On 24 July 2019, I had a delightful meeting with Corinne Gourgeonnet and her son Arthur. I know Corinne since 2 years and she has impressed me with her enthusiasm in searching the esfr-bordermarkers, making new discoveries and deliberately abstaining from the help of a gps.
But we never met before until today when the four of us – Corinne, her son Arthur, Jan-Willem Doomen and me – traveled to the foothills of Pic d’Orhy to do a bordermarker-trip together. We covered bm232 to 234bis which meant descending into the forest to hidden borderstreams. The young Arthur (10 years old, already famous for his swimming-trip to bm602), liked to take the lead in the approach of the bordermarkers. With the gps in his hand, he guided us towards them. On the picture above, we see him with his mother at bm234.

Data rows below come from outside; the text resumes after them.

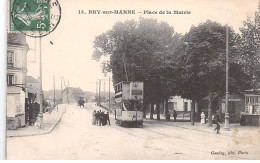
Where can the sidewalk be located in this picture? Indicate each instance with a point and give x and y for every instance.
(234, 127)
(50, 121)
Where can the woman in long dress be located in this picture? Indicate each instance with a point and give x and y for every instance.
(94, 118)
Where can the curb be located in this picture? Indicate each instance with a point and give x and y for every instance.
(47, 132)
(187, 128)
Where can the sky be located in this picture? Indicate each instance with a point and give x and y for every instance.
(70, 54)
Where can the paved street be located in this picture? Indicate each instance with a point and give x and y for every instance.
(76, 138)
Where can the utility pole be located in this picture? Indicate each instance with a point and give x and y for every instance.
(41, 92)
(99, 85)
(61, 88)
(109, 95)
(226, 126)
(104, 92)
(97, 91)
(54, 98)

And on this picture, the three men proudly smiling.
On our last Pyrenees-trip, Jan-Willem and I explored the terrain between bm137 and 139. On this steep hill, a more or less direct descent via bm138 seems quite difficult. But a detour (especially between 138 & 139 as I did in 2009) requires extra kilometers on tarmac.
We found out that the descent from 137 to 138 is quite steep and rough although wayfinding is no problem and part of it is a trail. The route between 138 and 139 is more gentle and pleasant.
It’s all shown on this map (from the Sitna-site): click on it to enlarge.
Today (31 may) was a special day: bm196 which was buried for fourty years, has been excavated by us.Together with Jan-Willem (each spring joyfully joining me on a bordermarker-trip), I undertook a last try to undig bm196. More about this engraved bordermarker on this page.
Combining once again all the available information (written, oral, satellite pictures), we could establish the most probable spot (which was 1m left to the hole I dug last year). And that’s where Jan-Willem struck and revealed the edge of this long lost bm. We couldn’t dig so deep to find a number 196 on its side (100% identification) but I’m 99% sure this is the one and only bm196.
– its location fits within all the clues that we had
– its top resembles the ‘diamond-shape’ which Jean Sermet described
– its size (51,5 x 54cm) and material construction look very much alike many of the bm’s in the range 158-195
– I can’t think of any other reasonable use of this object (anyway too large and lacking a hole for being the base for a gate-post).